Wednesday, December 22, 2021

Five Of My Favorite BILL EVANS Recordings In No Particular Order:


The successor to the original single LP, this three-CD set presents everything played by the short-lived but long admired Evans trio of that period. Surrounded by Scott LaFaro on bass and Paul Motian on drums, this group brings Evans along the road toward the super stardom he would eventually earn. Tragically, Scott LaFaro’s death from an auto accident made these sides even more important and I might add, treasured. The trio is peerless and is paving new jazz roads on nearly two dozen day brightening choices. LaFaro would change the role of the bass player forever. And Evans would grieve his loss for a long, long time. But this historically important set still stands as a groundbreaking, magnificent and timeless event.

MOONBEAMS – Riverside

After Scott LaFaro’s tragic loss, it was about a year until Evans would record again and when he did, this 1962 all-ballad studio set was the result. Present day Portland bassist Chuck Israels appears here with Evans and Motian on ten emotive beauties like “If You Could See Me Now”, “Very Early”, “Stairway To The Stars”, “I Fall In Love Too Easily” and more. Bill was always moved by emotion and romanticism. You’ll find both in abundance on this beautiful session.

ALONE – Verve

Bill Evans once told Marian McPartland on her radio program Piano Jazz that he loved the freedom and creative opportunities to play solo piano. This gorgeous effort finds him in sheer perfection on a wealth of material such as “Here’s That Rainy Day”, “A Time For Love”, “Midnight Mood”, “On A Clear Day” and others. On the CD version there are three bonus tracks for you to devour. It’s pretty much a given that Bill Evans playing solo was as close as we could ever get to musical heaven.

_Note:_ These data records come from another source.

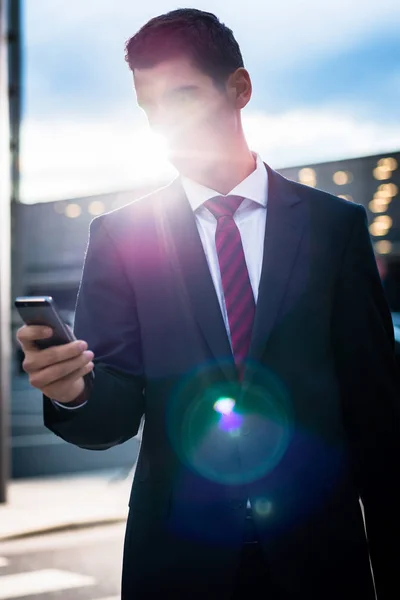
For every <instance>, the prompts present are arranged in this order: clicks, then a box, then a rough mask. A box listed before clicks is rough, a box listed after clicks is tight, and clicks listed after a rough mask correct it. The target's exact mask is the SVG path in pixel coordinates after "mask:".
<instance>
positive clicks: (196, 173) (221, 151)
mask: <svg viewBox="0 0 400 600" xmlns="http://www.w3.org/2000/svg"><path fill="white" fill-rule="evenodd" d="M255 168H256V160H255V158H254V156H253V154H252V153H251V151H250V149H249V147H248V146H247V143H246V141H245V140H244V138H243V139H242V140H241V141H240V142H239V143H238V144H236V145H233V146H231V147H230V148H227V147H226V148H224V149H221V150H219V151H218V154H216V155H215V156H213V157H212V160H211V161H210V162H203V161H201V160H199V161H194V162H193V164H191V165H187V168H186V169H182V170H181V174H182V175H185V176H186V177H189V178H190V179H193V180H194V181H197V183H200V184H202V185H204V186H206V187H208V188H211V189H213V190H215V191H216V192H218V193H219V194H223V195H226V194H229V192H230V191H231V190H233V188H234V187H236V186H237V185H238V184H239V183H240V182H241V181H243V180H244V179H246V177H248V176H249V175H250V173H252V172H253V171H254V170H255ZM184 171H185V172H184Z"/></svg>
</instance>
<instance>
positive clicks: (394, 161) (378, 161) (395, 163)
mask: <svg viewBox="0 0 400 600" xmlns="http://www.w3.org/2000/svg"><path fill="white" fill-rule="evenodd" d="M397 167H398V163H397V160H396V159H395V158H393V157H387V158H380V159H379V160H378V164H377V167H376V168H375V169H374V171H373V173H374V177H375V179H378V180H383V179H390V178H391V176H392V173H393V171H395V170H396V169H397Z"/></svg>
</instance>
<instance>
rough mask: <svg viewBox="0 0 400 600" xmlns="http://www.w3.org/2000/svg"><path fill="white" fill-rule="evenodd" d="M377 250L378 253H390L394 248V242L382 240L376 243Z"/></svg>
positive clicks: (375, 249) (376, 250) (388, 253)
mask: <svg viewBox="0 0 400 600" xmlns="http://www.w3.org/2000/svg"><path fill="white" fill-rule="evenodd" d="M374 249H375V252H377V253H378V254H390V253H391V251H392V249H393V244H392V242H389V240H381V241H380V242H376V244H375V245H374Z"/></svg>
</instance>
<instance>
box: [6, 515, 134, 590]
mask: <svg viewBox="0 0 400 600" xmlns="http://www.w3.org/2000/svg"><path fill="white" fill-rule="evenodd" d="M124 533H125V524H124V523H121V524H118V525H112V526H102V527H97V528H91V529H85V530H82V531H69V532H64V533H57V534H46V535H41V536H36V537H31V538H25V539H22V540H14V541H9V542H2V543H1V542H0V600H11V599H18V600H118V599H119V598H120V582H121V570H122V551H123V540H124Z"/></svg>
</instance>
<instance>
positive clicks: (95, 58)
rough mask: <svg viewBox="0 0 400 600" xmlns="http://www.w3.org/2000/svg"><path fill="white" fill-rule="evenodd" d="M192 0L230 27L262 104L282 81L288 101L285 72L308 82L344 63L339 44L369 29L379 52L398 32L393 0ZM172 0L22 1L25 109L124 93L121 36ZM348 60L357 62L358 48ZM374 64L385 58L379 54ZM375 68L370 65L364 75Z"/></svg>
mask: <svg viewBox="0 0 400 600" xmlns="http://www.w3.org/2000/svg"><path fill="white" fill-rule="evenodd" d="M196 5H197V7H199V8H202V9H205V10H211V11H213V12H215V13H216V14H217V15H218V16H220V17H221V19H222V20H224V21H226V23H227V24H228V25H229V26H230V27H232V29H233V30H234V32H235V35H236V37H237V38H238V41H239V43H240V44H241V46H242V51H243V55H244V57H245V63H246V65H247V66H248V68H249V69H250V71H251V72H252V73H254V77H255V83H256V87H257V88H261V89H263V90H265V98H266V100H265V101H266V103H267V106H268V109H271V108H272V105H273V103H274V102H279V99H278V93H277V92H278V91H279V92H281V90H282V88H284V87H285V83H286V84H288V86H289V90H288V92H287V94H286V96H285V99H286V101H287V102H288V101H289V99H290V98H291V96H292V89H291V82H296V81H297V82H299V79H300V80H303V79H304V80H305V81H306V80H308V79H309V78H310V79H311V83H312V85H311V86H309V87H310V89H311V90H312V89H315V86H317V87H318V82H319V81H320V75H321V71H322V72H323V65H324V61H325V60H331V61H332V58H333V59H335V57H342V61H343V63H342V69H343V72H344V73H346V55H347V54H348V53H350V54H351V53H352V52H353V53H354V49H357V48H362V47H364V48H365V47H366V46H368V44H369V43H370V42H371V40H373V39H375V38H376V36H377V32H378V34H379V35H378V37H379V39H378V46H377V51H378V53H379V52H380V51H382V49H384V48H385V45H386V44H387V37H388V35H389V34H390V33H391V32H393V31H395V33H396V36H397V35H398V30H399V25H400V3H399V2H398V0H382V1H381V2H379V3H377V2H371V1H368V0H367V1H365V0H352V2H348V0H325V1H324V2H323V3H321V2H320V1H319V0H303V1H302V2H298V0H288V1H287V2H286V4H285V7H284V10H283V9H282V5H280V4H279V3H270V2H265V1H264V0H248V1H247V2H246V6H245V7H243V5H241V4H238V3H237V2H231V3H228V2H225V0H224V1H223V0H213V1H212V2H211V1H206V0H202V1H199V2H197V3H196ZM173 8H176V5H175V4H174V3H173V2H170V1H168V0H151V1H150V2H147V3H138V2H132V1H131V0H125V1H123V0H119V1H118V2H115V1H114V0H85V2H81V0H70V1H69V2H68V4H67V5H66V3H65V2H64V0H34V1H33V2H26V11H25V12H26V14H25V45H26V51H27V52H26V76H27V85H26V93H27V99H26V102H25V106H26V110H27V114H28V115H29V116H31V115H32V116H39V115H40V114H43V115H44V114H51V113H54V112H56V111H57V110H59V111H63V112H64V113H70V114H73V113H81V114H83V113H86V114H91V113H92V112H93V111H96V112H97V113H98V114H106V113H107V111H108V110H109V108H110V107H112V106H113V105H118V104H119V103H120V101H121V98H126V102H128V101H130V99H131V96H130V93H131V77H130V73H129V71H128V68H127V65H126V64H125V62H124V42H125V41H126V39H127V38H128V37H130V36H131V35H133V34H134V33H135V32H136V31H137V29H139V27H140V26H141V25H143V23H145V22H146V21H147V20H148V19H149V18H150V17H152V16H154V15H157V14H160V13H163V12H166V11H168V10H171V9H173ZM50 24H51V25H50ZM357 60H358V63H359V64H362V61H363V56H362V55H360V57H359V58H357ZM369 62H370V57H369V56H368V57H367V64H369ZM385 62H386V61H385ZM314 66H315V68H316V73H315V77H314V79H313V77H312V74H313V68H314ZM381 68H382V70H384V69H385V68H386V65H385V64H383V63H382V64H381ZM358 70H359V69H358V68H357V67H356V69H354V68H352V72H351V74H350V75H349V76H350V77H351V78H352V80H353V81H354V82H357V79H358ZM368 72H369V73H370V71H368ZM310 74H311V77H310ZM375 74H376V69H374V68H373V65H372V72H371V74H370V75H369V77H370V79H371V80H374V79H375ZM296 75H297V77H296ZM315 79H316V80H317V81H316V82H315ZM322 81H324V79H322ZM292 87H293V86H292ZM321 87H323V86H321ZM275 90H276V91H275ZM274 91H275V93H274ZM279 95H280V96H281V97H282V93H280V94H279ZM293 97H294V98H295V96H293ZM270 99H271V102H269V100H270ZM260 101H261V98H260Z"/></svg>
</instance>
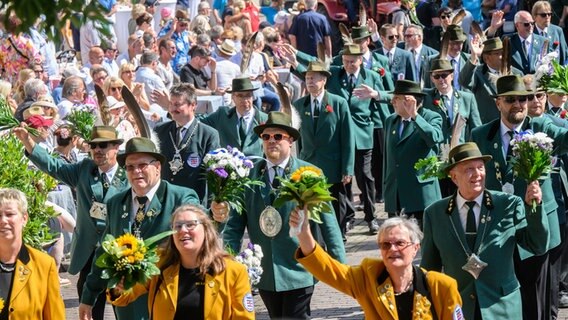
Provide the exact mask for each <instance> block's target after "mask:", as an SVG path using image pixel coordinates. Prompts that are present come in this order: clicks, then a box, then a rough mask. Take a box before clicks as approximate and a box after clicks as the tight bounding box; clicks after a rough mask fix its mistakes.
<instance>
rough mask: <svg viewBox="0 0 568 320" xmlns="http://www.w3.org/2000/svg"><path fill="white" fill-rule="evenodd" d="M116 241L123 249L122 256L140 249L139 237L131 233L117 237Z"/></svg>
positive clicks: (116, 242) (119, 245) (129, 253)
mask: <svg viewBox="0 0 568 320" xmlns="http://www.w3.org/2000/svg"><path fill="white" fill-rule="evenodd" d="M116 243H117V244H118V246H119V247H120V248H123V249H122V256H130V255H132V254H133V253H134V252H137V251H138V239H136V237H135V236H133V235H131V234H128V233H127V234H125V235H122V236H120V237H119V238H118V239H116Z"/></svg>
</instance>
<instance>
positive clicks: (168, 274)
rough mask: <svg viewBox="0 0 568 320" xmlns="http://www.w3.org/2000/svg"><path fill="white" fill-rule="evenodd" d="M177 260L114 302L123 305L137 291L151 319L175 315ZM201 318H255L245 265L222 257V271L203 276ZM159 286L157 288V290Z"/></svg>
mask: <svg viewBox="0 0 568 320" xmlns="http://www.w3.org/2000/svg"><path fill="white" fill-rule="evenodd" d="M179 267H180V266H179V264H175V265H172V266H169V267H168V268H166V269H165V270H164V271H163V272H162V274H161V275H160V276H156V277H153V278H152V279H151V280H150V281H148V283H146V284H145V285H141V284H137V285H136V286H134V288H132V290H131V291H129V292H124V293H123V294H122V295H121V296H120V297H118V298H117V299H115V300H112V299H110V296H109V295H108V294H107V297H108V298H109V301H110V302H111V303H112V304H113V305H115V306H121V307H123V306H126V305H127V304H129V303H130V302H132V301H134V300H136V298H138V297H139V296H140V295H142V294H144V293H148V310H149V312H150V316H151V317H152V319H163V320H170V319H173V318H174V315H175V313H176V307H177V300H178V279H179ZM204 282H205V289H204V290H203V291H204V292H203V294H204V295H205V299H204V304H205V305H204V307H203V313H204V319H208V320H217V319H218V320H225V319H254V318H255V314H254V301H253V297H252V294H251V289H250V283H249V277H248V273H247V269H246V267H245V266H244V265H242V264H240V263H238V262H236V261H234V260H233V259H232V258H225V271H223V272H221V273H220V274H218V275H216V276H211V275H209V274H207V275H206V276H205V281H204ZM156 287H158V290H156Z"/></svg>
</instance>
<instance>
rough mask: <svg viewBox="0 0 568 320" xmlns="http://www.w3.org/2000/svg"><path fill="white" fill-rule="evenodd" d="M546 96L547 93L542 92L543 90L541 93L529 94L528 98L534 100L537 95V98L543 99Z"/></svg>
mask: <svg viewBox="0 0 568 320" xmlns="http://www.w3.org/2000/svg"><path fill="white" fill-rule="evenodd" d="M544 96H545V94H544V93H542V92H541V93H535V94H531V95H528V96H527V99H528V100H529V101H533V100H534V98H535V97H536V98H537V99H542V98H544Z"/></svg>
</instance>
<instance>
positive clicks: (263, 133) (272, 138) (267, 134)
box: [260, 133, 290, 141]
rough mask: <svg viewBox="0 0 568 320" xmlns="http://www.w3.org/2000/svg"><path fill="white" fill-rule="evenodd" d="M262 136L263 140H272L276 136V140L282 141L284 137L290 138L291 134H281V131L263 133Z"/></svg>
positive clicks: (285, 137)
mask: <svg viewBox="0 0 568 320" xmlns="http://www.w3.org/2000/svg"><path fill="white" fill-rule="evenodd" d="M260 137H261V138H262V140H264V141H270V140H271V139H273V138H274V140H276V141H280V140H282V139H284V138H286V139H287V138H290V136H289V135H287V134H281V133H276V134H268V133H263V134H261V135H260Z"/></svg>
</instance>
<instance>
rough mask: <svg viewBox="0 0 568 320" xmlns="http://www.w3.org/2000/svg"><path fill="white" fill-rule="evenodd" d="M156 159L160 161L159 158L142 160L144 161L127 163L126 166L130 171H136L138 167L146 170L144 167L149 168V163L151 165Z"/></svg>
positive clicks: (138, 167) (142, 170)
mask: <svg viewBox="0 0 568 320" xmlns="http://www.w3.org/2000/svg"><path fill="white" fill-rule="evenodd" d="M156 161H158V160H152V161H150V162H142V163H139V164H127V165H126V166H124V168H125V169H126V171H128V172H133V171H136V169H138V170H140V171H144V169H146V168H148V166H149V165H151V164H152V163H154V162H156Z"/></svg>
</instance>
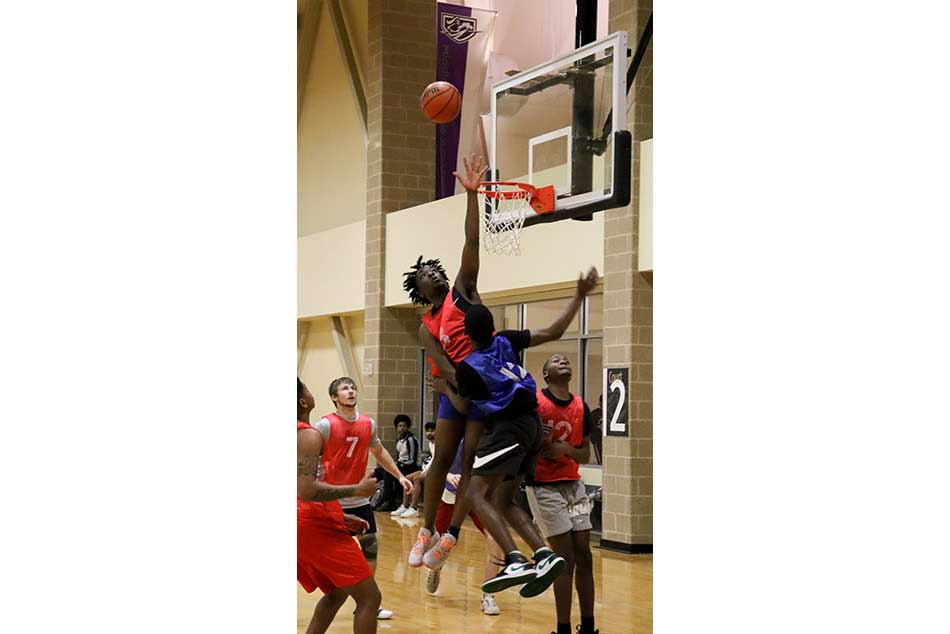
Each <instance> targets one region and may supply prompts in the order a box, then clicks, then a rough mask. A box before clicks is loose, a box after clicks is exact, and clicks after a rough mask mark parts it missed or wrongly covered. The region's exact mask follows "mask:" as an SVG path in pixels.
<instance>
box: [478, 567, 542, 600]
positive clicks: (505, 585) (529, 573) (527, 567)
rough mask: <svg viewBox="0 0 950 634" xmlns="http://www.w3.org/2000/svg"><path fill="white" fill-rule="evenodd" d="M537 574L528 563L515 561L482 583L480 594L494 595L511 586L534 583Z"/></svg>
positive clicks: (515, 585)
mask: <svg viewBox="0 0 950 634" xmlns="http://www.w3.org/2000/svg"><path fill="white" fill-rule="evenodd" d="M536 576H537V572H535V570H534V566H532V565H531V562H529V561H516V562H514V563H510V564H508V565H507V566H505V567H504V568H502V569H501V572H499V573H498V574H497V575H495V576H494V577H492V578H491V579H488V580H487V581H485V582H483V583H482V592H484V593H485V594H495V593H496V592H501V591H502V590H505V589H506V588H510V587H511V586H520V585H521V584H523V583H527V582H530V581H534V578H535V577H536Z"/></svg>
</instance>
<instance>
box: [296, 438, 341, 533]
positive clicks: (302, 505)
mask: <svg viewBox="0 0 950 634" xmlns="http://www.w3.org/2000/svg"><path fill="white" fill-rule="evenodd" d="M301 429H313V427H311V426H310V425H308V424H307V423H302V422H300V421H299V420H298V421H297V431H298V432H299V431H300V430H301ZM301 521H308V522H309V521H315V522H320V523H321V524H324V525H327V526H331V527H336V528H340V529H342V530H346V525H345V524H344V523H343V508H342V507H341V506H340V503H339V502H337V501H336V500H330V501H328V502H307V501H304V500H301V499H300V496H299V495H298V496H297V522H298V523H299V522H301Z"/></svg>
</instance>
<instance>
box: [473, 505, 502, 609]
mask: <svg viewBox="0 0 950 634" xmlns="http://www.w3.org/2000/svg"><path fill="white" fill-rule="evenodd" d="M477 517H478V515H473V516H472V520H473V521H475V518H477ZM477 525H478V522H476V526H477ZM504 560H505V553H504V552H502V550H501V546H499V545H498V542H496V541H495V540H494V539H492V536H491V535H489V534H488V533H485V581H488V580H489V579H491V578H492V577H494V576H495V575H497V574H498V572H499V569H500V568H501V562H503V561H504ZM482 613H483V614H487V615H489V616H497V615H499V614H501V608H500V607H498V604H497V603H496V602H495V595H494V594H492V593H490V592H483V593H482Z"/></svg>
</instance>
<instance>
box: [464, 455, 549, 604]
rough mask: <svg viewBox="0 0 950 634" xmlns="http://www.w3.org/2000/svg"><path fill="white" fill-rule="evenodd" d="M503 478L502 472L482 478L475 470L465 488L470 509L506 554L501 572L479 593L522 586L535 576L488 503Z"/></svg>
mask: <svg viewBox="0 0 950 634" xmlns="http://www.w3.org/2000/svg"><path fill="white" fill-rule="evenodd" d="M504 478H505V474H503V473H497V474H486V475H482V474H481V473H478V472H477V471H476V472H475V473H473V474H472V480H471V482H470V483H469V486H468V494H467V495H468V499H469V504H470V505H471V507H472V510H473V511H474V512H475V513H477V514H478V517H479V518H481V521H482V524H484V526H485V529H486V530H487V531H488V533H489V534H490V535H491V536H492V537H493V538H494V539H495V541H496V542H498V545H499V546H500V547H501V549H502V551H503V552H504V553H505V559H504V564H505V565H504V567H503V568H502V569H501V571H499V572H498V574H496V575H495V576H494V577H492V578H491V579H486V580H485V581H484V583H482V592H485V593H489V594H493V593H495V592H501V591H502V590H504V589H506V588H510V587H512V586H517V585H521V584H525V583H527V582H529V581H532V580H534V579H535V577H536V573H535V570H534V566H532V565H531V562H530V561H528V559H527V557H525V556H524V554H522V553H521V551H519V550H518V546H517V544H515V540H514V539H512V537H511V534H510V533H509V532H508V527H507V526H506V525H505V520H504V516H503V515H502V513H500V512H499V511H498V510H497V509H496V508H495V506H494V505H493V504H492V503H491V502H490V501H489V498H490V497H491V492H492V491H493V490H494V489H497V488H498V486H499V485H500V484H501V483H502V481H503V480H504Z"/></svg>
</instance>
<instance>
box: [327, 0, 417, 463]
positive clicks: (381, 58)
mask: <svg viewBox="0 0 950 634" xmlns="http://www.w3.org/2000/svg"><path fill="white" fill-rule="evenodd" d="M435 12H436V6H435V2H432V0H369V15H368V38H369V57H370V61H369V67H368V69H367V86H366V93H367V94H366V99H367V134H368V147H367V163H368V165H367V174H366V176H367V187H366V190H367V191H366V314H365V328H366V330H365V337H366V344H365V345H366V347H365V356H364V367H363V377H364V381H365V387H364V390H363V394H361V396H360V407H361V409H362V411H365V412H366V413H368V414H370V415H372V416H375V417H376V418H377V420H378V421H379V423H380V429H381V431H382V439H383V442H384V444H385V445H386V446H387V447H388V448H389V450H390V451H392V450H393V448H394V446H395V430H394V429H393V426H392V420H393V417H395V415H396V414H403V413H404V414H409V415H410V416H412V417H413V419H415V413H416V410H417V409H418V407H417V403H418V400H417V399H418V398H419V396H418V394H417V392H418V388H417V376H418V375H417V372H418V368H417V365H418V364H417V356H418V346H419V344H418V334H417V333H418V330H419V318H418V317H416V316H415V314H414V312H413V311H412V310H411V309H396V310H393V309H388V308H386V307H385V306H384V302H385V299H384V297H383V287H384V276H385V255H386V224H385V219H386V214H388V213H390V212H392V211H397V210H399V209H404V208H406V207H412V206H415V205H419V204H422V203H425V202H429V201H430V200H432V198H433V193H434V190H435V149H434V148H435V127H434V126H433V125H432V124H431V123H429V122H428V121H427V120H426V119H425V117H424V116H423V115H422V111H421V110H420V108H419V95H420V94H421V93H422V90H423V88H425V87H426V85H428V84H429V83H430V82H432V81H434V79H435V39H436V33H435V18H436V16H435ZM328 160H332V157H328ZM411 264H412V262H406V263H405V267H406V268H408V267H409V266H410V265H411ZM370 369H371V371H370ZM421 428H422V423H421V421H415V420H414V421H413V429H414V430H415V432H416V433H417V435H421Z"/></svg>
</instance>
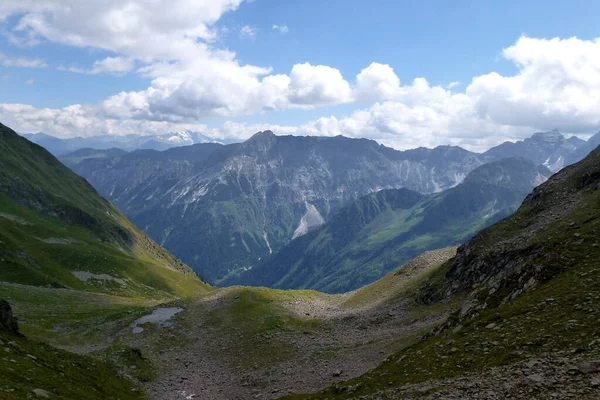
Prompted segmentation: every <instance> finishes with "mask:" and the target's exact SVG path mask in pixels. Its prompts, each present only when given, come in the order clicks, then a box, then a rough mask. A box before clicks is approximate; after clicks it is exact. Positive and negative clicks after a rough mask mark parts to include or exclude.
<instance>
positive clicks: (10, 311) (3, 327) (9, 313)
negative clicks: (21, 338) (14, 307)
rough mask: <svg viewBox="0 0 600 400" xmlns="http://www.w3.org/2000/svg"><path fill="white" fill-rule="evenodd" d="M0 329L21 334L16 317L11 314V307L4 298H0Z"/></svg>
mask: <svg viewBox="0 0 600 400" xmlns="http://www.w3.org/2000/svg"><path fill="white" fill-rule="evenodd" d="M0 331H3V332H8V333H10V334H13V335H17V336H22V335H21V333H20V332H19V325H18V324H17V319H16V318H15V317H13V315H12V308H11V307H10V304H8V302H7V301H6V300H0Z"/></svg>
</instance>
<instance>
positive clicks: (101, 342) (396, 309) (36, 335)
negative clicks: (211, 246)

Towards the end of Evans’ short life of fifty-one years, his trio underwent more changes in personnel. Eddie Gomez remained on bass, but Eliot Zigmund assumed the drum chores. The year was 1977 and Bill had discovered Michel Legrand’s new masterpiece “You Must Believe In Spring”. By this time Evans had become much more orchestral in concept, and this session illustrates that rhapsodic magnificence. Other emotional outpourings include “The Peacocks”, “Sometime Ago”, “B Minor Waltz” and more. Great art is almost always easily recognizable. And here it is.

LIVE IN BUENOS AIRES, 1979 – West Wind

Bill’s very last trio was highly acclaimed and featured virtuoso Marc Johnson on bass, along with Joe LaBarbera who added new pleasures on drums. This live two-CD set, recorded about a year before Evans was lost to us in 1980, continues his incredible orchestral approach on both newer and longstanding favorites. I don’t know if he was aware that his time was running short. But Bill Evans puts it all out there, perhaps more than ever before.